Şimdiden, Endonezya'dan konuşma yaptığım için, arkadaşlarıma rica ediyorum: Türkiye'deki kardeşlerimizden bir heyet Endonezya ile ilgilenmeye başlasın. Endonezya ile ilgili bilgileri toplasınlar, bir güzel dosya haline, kalın bir kitap haline getirsinler. Kendi aralarında 'Endonezya'yı tanıma ve Endonezya ile Dostluk Derneği' diye bir dernek kursunlar. Çünkü uzak diye düşünülecek bir devirde değiliz, yirmibirinci yüzyıla giriyoruz. Uzakdoğu, Güneydoğu Asya, Doğu Asya, Japonya, Kore, Singapur, Malezya, Endonezya önemli gelişmeler gösteriyorlar. Bizim için bu gelişmeleri takip etmek faydalı olabilir. Bir; arkadaşlarımdan Endonezya Türkiye Dostluk Derneğini öncelikle onların kurmasını istiyorum. Çünkü bir şeyi önce yapmanın fazileti, sevabı, ecri fazla olur. Arkadan gelenlerin sevapları o ilk atılımı yapanlara verilir. Bu hususta teklifimi yapıyorum.

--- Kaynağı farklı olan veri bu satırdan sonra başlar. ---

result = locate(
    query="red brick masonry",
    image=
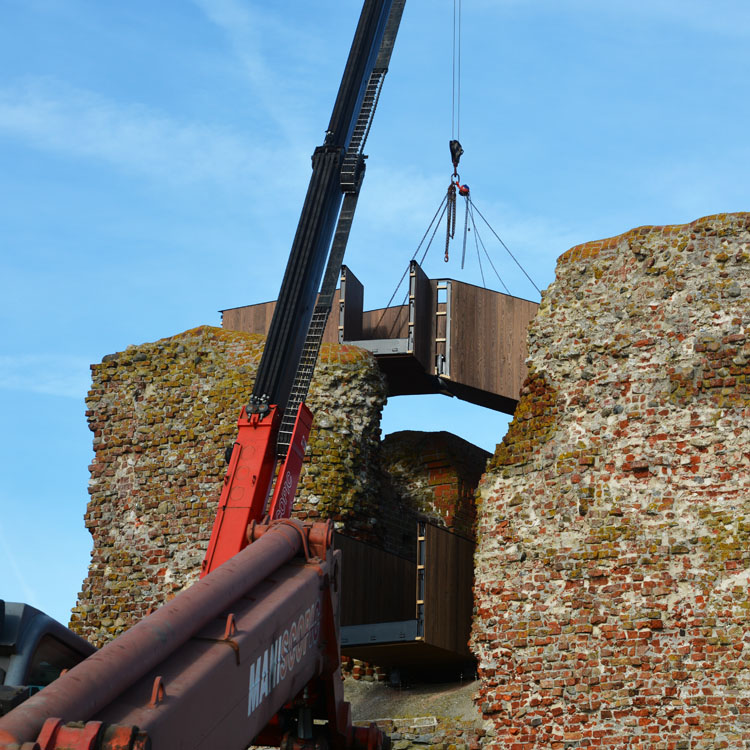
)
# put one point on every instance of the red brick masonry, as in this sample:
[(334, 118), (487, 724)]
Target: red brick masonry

Endonezya çok büyük bir hızla kalkınıyor. Nüfusu da 1997 sayımlarında 200 milyon. Dünyanın en kalabalık müslüman ülkesi oluyor. Hızla kalkınınca da inşaallah güzel şeyler olacak.

Bu Cakarta'ya havadan inerken, uçak ilk önce sular basmış olan pirinç tarlalarının üzerinden alçalıyor. Baktık, ağaç bile yok. Her taraf sel basmış; tarlalar, yani pirinç ekimi yapılan yerler... O zaman biraz içimiz burkuldu. Demek ki bu İslâm ülkesi de böyle tatsız tuzsuz bir yer galiba, çöl gibi yer derken şehre yaklaşınca yeşillikler başladı. Bugün de biraz şehrin bazı yerlerini gezdik, gördük, biraz daha yakından tanımaya çalıştık.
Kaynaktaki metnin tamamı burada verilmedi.